I would like to have met you in Moscow, but that will be impossible now. You can get all the information regarding the mine at Jack Straw’s. If little Simonoff is still with you, perhaps both of you could come.

I certainly need help pretty badly in my present position — it’s too much for me alone.

Your old comrade and fellow-worker,

Tsarderynski.”

Simon Aron shook his head with a little wriggle of his narrow shoulders. “How did it come to you?” he inquired.

The Duke passed over a flimsy envelope with which he had been toying. “Just so, my friend,” he said, lightly, “you will note that this bears a Finnish stamp, and was posted in Helsingfors.”

Simon examined the writing on the envelope. It was thin and angular — very different from the pencil scrawl of the letter — and bore the legend:

Monsieur Ricillou,

No. I Maison Arrol,

Londres,

Gde. Bretagne.

“I — er — suppose it’s not a mistake?” ventured Simon, thoughtfully. “I mean, it is meant for you?”

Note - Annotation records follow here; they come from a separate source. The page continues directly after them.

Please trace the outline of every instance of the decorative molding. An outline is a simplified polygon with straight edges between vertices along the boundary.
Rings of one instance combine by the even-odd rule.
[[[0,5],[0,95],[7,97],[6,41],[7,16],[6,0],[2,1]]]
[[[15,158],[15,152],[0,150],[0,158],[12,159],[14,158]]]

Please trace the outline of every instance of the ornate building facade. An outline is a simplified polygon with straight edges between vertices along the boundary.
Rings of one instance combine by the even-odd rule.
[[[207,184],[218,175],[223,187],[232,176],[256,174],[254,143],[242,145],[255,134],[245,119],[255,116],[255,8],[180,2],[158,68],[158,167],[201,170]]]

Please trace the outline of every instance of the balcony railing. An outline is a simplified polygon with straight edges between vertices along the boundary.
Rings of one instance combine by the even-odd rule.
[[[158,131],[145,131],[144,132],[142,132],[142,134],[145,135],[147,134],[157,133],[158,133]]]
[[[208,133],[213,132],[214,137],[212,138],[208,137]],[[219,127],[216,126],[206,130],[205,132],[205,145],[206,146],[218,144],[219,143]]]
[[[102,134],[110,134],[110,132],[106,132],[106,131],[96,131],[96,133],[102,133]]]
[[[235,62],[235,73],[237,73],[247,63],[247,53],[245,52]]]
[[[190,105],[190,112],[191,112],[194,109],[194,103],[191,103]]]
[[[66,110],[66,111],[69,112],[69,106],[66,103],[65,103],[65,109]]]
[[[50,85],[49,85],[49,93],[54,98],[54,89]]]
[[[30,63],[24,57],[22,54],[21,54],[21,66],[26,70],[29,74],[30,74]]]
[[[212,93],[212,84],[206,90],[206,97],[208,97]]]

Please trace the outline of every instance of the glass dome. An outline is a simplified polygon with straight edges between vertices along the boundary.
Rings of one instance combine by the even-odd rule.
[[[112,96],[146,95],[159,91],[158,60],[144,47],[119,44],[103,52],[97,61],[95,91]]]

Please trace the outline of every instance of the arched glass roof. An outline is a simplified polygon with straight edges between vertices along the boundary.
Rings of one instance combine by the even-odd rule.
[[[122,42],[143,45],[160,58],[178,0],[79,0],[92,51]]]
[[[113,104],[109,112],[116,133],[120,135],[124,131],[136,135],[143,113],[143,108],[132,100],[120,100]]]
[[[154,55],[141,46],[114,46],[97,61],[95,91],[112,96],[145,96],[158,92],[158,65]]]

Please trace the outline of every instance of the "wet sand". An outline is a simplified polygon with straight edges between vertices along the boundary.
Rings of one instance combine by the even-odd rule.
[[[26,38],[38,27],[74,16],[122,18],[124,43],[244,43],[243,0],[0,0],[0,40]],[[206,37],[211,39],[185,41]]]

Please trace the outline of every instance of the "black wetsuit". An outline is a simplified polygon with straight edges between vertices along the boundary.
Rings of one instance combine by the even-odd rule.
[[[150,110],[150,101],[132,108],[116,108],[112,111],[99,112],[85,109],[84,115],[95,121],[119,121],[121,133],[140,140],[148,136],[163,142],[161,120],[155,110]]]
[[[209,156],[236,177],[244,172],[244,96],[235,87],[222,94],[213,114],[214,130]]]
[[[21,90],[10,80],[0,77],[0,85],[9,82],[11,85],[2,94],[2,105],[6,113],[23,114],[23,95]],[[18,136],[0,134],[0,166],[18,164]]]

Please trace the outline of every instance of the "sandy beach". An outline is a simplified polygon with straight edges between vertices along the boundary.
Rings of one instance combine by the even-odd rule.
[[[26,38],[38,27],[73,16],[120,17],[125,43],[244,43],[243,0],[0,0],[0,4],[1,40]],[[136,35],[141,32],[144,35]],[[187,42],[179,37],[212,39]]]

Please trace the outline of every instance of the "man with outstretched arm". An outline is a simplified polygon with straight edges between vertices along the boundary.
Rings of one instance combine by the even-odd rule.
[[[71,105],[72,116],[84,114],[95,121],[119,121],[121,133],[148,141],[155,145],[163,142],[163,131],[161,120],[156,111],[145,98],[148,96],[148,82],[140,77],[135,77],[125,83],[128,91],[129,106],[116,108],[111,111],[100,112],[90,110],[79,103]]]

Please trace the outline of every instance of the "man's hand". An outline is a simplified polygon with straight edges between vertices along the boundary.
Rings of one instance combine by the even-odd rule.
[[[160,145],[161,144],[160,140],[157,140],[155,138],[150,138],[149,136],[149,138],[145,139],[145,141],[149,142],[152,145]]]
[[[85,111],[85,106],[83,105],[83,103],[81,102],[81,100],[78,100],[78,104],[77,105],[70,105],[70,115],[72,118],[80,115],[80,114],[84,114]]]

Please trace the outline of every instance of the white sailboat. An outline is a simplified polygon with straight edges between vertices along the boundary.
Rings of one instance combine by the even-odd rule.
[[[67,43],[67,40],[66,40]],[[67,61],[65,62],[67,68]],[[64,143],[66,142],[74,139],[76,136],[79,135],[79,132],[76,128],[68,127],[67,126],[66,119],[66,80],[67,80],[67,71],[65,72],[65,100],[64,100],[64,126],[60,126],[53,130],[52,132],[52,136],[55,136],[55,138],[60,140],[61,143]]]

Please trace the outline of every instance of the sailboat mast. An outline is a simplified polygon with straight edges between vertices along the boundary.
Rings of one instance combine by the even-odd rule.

The Duke ran the tips of his fingers down his lean, handsome face. “At first I was inclined to suppose that it had been sent here in error, but now I am convinced that it was intended for me.”

“Wonder it ever got here — addressed like this!”

“Yes, the name misspelt — also Errol House, no mention of Curzon Street, or Mayfair, or any district number. But tell me — who do you think it is from?”

“Tsarderynski,” Simon murmured, “don’t know — never heard of him; looks like a letter from one Bolshie agent to another, on the face of it”

“May I suggest that you endeavour to translate the name?” The grey eyes of almost piercing brilliance, which gave character to De Richleau’s face, lit up.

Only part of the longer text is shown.